One other underreported matter is noted in the report cited by the CDC. The American College of Obstetricians and Gynecologists published the study, Preventing Unintended Pregnancies by Providing No-Cost Contraception.

That study, the Contraceptive Choice Project, counseled women on risks and benefits of long term contraceptive methods and maintained communications with the women in the study. Participants were compensated with a modest gift card ($15 then $10 for each completed survey) and free contraception. Followup continued for up to 36 months.

We can immediately conclude that it isn't just free birth control that matters. The women in the study group not only received personal counseling and ongoing followup. The women in the study were willing to use birth control.
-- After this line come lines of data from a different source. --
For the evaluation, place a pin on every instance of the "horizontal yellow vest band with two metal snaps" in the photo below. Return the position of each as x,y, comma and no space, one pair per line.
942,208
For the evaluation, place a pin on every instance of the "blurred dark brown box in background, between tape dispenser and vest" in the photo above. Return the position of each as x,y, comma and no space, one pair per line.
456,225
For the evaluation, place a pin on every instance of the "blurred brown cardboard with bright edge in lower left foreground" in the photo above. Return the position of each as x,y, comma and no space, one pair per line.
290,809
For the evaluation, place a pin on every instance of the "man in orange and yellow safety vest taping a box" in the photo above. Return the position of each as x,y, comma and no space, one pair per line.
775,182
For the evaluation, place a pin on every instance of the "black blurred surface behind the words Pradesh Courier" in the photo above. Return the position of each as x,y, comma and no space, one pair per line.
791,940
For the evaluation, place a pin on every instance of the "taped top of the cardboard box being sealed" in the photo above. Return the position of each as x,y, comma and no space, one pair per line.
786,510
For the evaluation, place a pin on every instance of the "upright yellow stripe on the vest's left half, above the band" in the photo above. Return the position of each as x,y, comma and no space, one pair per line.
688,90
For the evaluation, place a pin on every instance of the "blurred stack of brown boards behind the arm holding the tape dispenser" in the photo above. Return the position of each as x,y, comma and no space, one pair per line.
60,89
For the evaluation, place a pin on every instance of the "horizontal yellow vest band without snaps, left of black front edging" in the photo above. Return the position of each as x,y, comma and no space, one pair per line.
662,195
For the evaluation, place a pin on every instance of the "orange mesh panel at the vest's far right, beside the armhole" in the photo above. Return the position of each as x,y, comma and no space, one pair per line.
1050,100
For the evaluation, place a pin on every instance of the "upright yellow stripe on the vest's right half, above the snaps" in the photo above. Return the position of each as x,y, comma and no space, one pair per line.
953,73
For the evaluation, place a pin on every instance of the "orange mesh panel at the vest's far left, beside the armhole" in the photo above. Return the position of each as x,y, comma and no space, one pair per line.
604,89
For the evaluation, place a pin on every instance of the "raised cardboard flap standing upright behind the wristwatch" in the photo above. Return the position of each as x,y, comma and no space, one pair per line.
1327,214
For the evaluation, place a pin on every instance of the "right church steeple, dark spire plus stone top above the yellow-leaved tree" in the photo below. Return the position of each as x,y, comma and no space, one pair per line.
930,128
The Choice Project also noted:

Forty-five percent of participants reported a history of abortion. Almost sixty percent of participants reported five or more sexual partners in their lifetime and 28% reported a diagnosis of an STI in the past. Over 100 (4.8%) participants were positive for either C. trachomatis, N. gonorrhoeae, or trichomoniasis at their enrollment visit.

Contrary to media reports, there are no iron-clad conclusions. Even the Choice report is still ongoing:

“Our ultimate goal is to evaluate whether widespread use of LARC methods will result in a decrease in unintended pregnancies. We will assess this outcome by determining if rates of teen pregnancy and repeat abortions (proxy measures for unintended pregnancy) decrease in our region.
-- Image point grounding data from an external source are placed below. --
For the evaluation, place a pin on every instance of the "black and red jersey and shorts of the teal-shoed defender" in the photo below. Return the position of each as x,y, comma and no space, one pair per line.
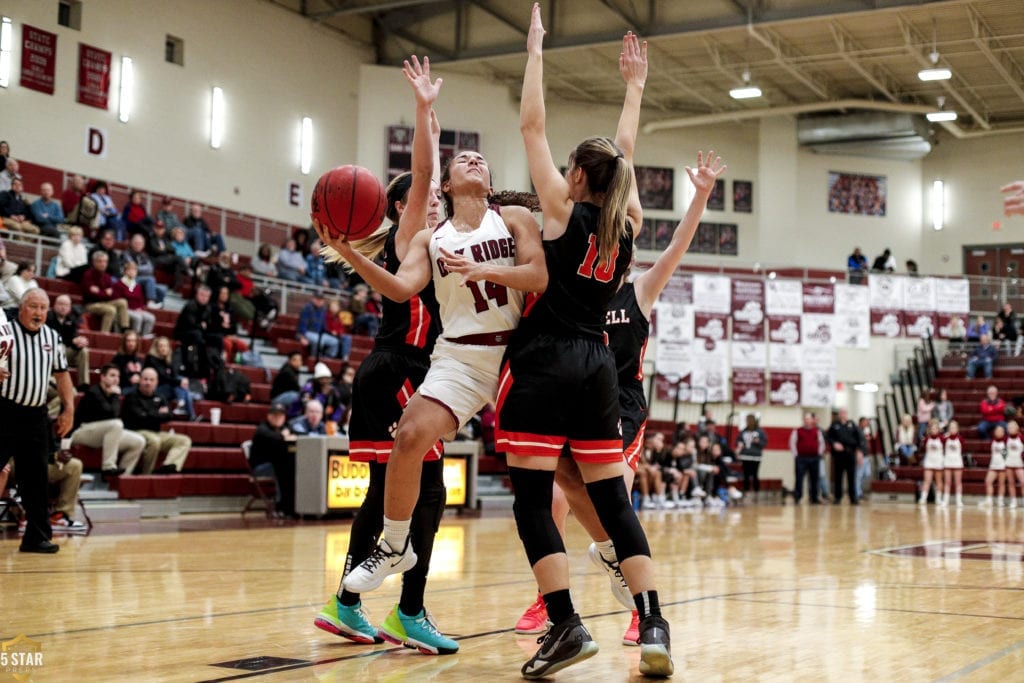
393,372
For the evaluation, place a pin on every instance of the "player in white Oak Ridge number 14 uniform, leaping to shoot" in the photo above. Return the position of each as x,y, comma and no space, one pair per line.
482,263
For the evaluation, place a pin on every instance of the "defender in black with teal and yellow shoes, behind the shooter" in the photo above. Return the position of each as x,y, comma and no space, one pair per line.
385,383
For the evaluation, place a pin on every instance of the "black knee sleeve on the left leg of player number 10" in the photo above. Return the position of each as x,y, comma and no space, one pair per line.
533,514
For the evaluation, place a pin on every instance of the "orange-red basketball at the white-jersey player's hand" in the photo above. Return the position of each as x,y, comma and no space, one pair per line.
349,201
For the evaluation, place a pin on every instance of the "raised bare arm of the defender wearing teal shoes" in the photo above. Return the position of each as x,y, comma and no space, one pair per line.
424,164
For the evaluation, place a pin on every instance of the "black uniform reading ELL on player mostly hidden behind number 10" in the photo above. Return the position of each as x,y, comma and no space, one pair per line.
628,331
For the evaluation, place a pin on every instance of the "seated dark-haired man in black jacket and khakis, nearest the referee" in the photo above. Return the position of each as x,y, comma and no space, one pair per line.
99,425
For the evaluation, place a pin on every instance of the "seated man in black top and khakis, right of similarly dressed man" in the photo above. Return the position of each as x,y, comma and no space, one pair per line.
145,412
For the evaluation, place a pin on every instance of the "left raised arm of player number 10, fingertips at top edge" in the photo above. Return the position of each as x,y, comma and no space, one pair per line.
552,189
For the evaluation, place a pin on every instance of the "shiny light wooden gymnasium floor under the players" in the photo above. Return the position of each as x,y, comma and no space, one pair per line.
884,592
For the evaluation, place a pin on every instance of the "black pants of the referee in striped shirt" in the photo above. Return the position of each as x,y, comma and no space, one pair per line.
25,436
 In conclusion, by removing the financial barrier to all contraceptive methods, introducing LARC methods as a first-line contraceptive option, and addressing misperceptions regarding LARC methods, CHOICE has provided almost 1,700 of the first 2,500 participants with a long-acting reversible method of contraception.”
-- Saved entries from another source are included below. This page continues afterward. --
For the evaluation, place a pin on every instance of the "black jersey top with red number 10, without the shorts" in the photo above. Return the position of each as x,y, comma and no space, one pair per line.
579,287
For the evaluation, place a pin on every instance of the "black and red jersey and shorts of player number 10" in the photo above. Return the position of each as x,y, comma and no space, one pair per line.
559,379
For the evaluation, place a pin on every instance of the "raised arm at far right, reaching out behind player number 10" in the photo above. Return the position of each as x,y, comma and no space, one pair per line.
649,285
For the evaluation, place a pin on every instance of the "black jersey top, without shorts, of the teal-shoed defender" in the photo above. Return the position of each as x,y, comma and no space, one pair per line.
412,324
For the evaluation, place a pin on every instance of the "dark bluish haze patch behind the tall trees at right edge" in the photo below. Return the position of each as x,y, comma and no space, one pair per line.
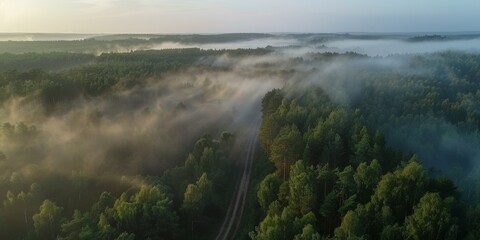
441,145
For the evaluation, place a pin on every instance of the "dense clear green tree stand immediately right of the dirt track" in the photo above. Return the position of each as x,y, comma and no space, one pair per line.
367,199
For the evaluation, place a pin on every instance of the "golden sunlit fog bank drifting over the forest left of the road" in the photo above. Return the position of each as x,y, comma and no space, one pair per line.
144,130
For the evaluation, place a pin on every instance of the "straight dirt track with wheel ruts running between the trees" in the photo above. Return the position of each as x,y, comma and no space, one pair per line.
232,221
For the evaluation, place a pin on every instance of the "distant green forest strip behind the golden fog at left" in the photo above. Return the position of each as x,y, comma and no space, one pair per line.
28,73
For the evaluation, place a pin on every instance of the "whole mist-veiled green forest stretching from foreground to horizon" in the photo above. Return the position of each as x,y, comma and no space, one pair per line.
102,143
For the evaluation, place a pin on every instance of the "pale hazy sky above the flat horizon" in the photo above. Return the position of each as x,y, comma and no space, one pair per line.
215,16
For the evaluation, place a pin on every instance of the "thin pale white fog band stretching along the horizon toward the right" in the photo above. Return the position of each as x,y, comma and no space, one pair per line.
296,46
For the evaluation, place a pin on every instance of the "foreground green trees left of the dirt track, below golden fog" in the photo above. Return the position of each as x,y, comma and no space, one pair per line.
139,208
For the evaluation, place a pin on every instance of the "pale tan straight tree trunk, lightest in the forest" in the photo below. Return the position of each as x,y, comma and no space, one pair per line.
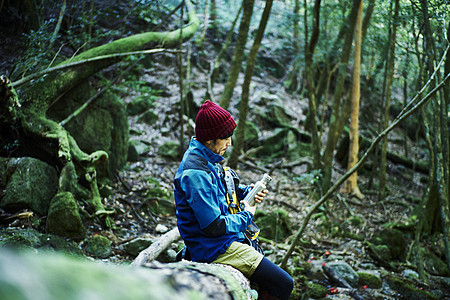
351,186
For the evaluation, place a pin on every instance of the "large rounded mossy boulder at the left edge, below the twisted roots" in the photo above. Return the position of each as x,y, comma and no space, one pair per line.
30,184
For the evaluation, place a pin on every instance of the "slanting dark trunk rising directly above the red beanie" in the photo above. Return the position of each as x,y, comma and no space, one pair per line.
238,54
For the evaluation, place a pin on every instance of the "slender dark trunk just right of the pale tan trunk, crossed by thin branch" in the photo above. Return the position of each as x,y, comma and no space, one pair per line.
387,102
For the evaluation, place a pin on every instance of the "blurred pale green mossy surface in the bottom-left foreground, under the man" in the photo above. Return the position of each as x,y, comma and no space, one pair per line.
29,276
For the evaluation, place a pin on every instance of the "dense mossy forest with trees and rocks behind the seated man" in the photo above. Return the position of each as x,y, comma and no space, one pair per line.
344,103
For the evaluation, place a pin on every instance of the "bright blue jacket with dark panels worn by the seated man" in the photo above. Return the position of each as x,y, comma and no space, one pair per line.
203,219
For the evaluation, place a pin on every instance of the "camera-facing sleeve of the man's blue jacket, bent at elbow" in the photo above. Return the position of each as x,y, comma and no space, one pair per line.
203,197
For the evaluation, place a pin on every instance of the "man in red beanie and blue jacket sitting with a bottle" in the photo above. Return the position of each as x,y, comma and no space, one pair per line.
211,233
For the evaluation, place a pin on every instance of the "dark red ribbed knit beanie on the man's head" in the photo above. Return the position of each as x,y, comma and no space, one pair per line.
213,122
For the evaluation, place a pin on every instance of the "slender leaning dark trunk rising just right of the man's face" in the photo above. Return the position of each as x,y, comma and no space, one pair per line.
243,112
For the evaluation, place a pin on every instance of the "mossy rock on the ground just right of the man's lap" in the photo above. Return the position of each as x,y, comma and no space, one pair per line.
274,225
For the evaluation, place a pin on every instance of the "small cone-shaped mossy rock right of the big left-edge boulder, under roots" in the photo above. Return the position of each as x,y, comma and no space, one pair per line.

CNN summed all that up in 9 lines of content that suggested the “recession” and “contraception” reduced abortions. It’s not that simple, although it is a positive that an attempt at dialog is being made without the usual political posturing.

One federal judge writing about the ObamaCare Tax Bill before the Supreme Court reclassified the penalty as a tax claimed the government had the right to dictate to Americans the requirement to buy health insurance because of “cost-shifting.”

How much cost has been shifted across U.S. households because of decisions women make? Not just for abortions, but for those STIs that can impact health permanently. Has increased use of oral contraceptives and other non-barrier methods impacted STI risk?

Why, in an era when more birth control options and educational resources are available, do so many women resort to a procedure that was illegal for so long in so many states? Why are so many unmarried women resorting to abortion now that contraceptive availability has increased, especially compared to the boomer generation?

Why aren’t we talking about abortion and pregnancy in complex terms rather than confining debate to political jingoisms like “prochoice” and “prolife”?

The CDC report and the CHOICE study warrant more than a few lines of text and kneejerk conclusions to further a political agenda.

Of the 784,507 abortions reported to the CDC, 91.7 percent were performed at 13 weeks gestation or earlier, while 7 percent were performed at 14-20 weeks gestation.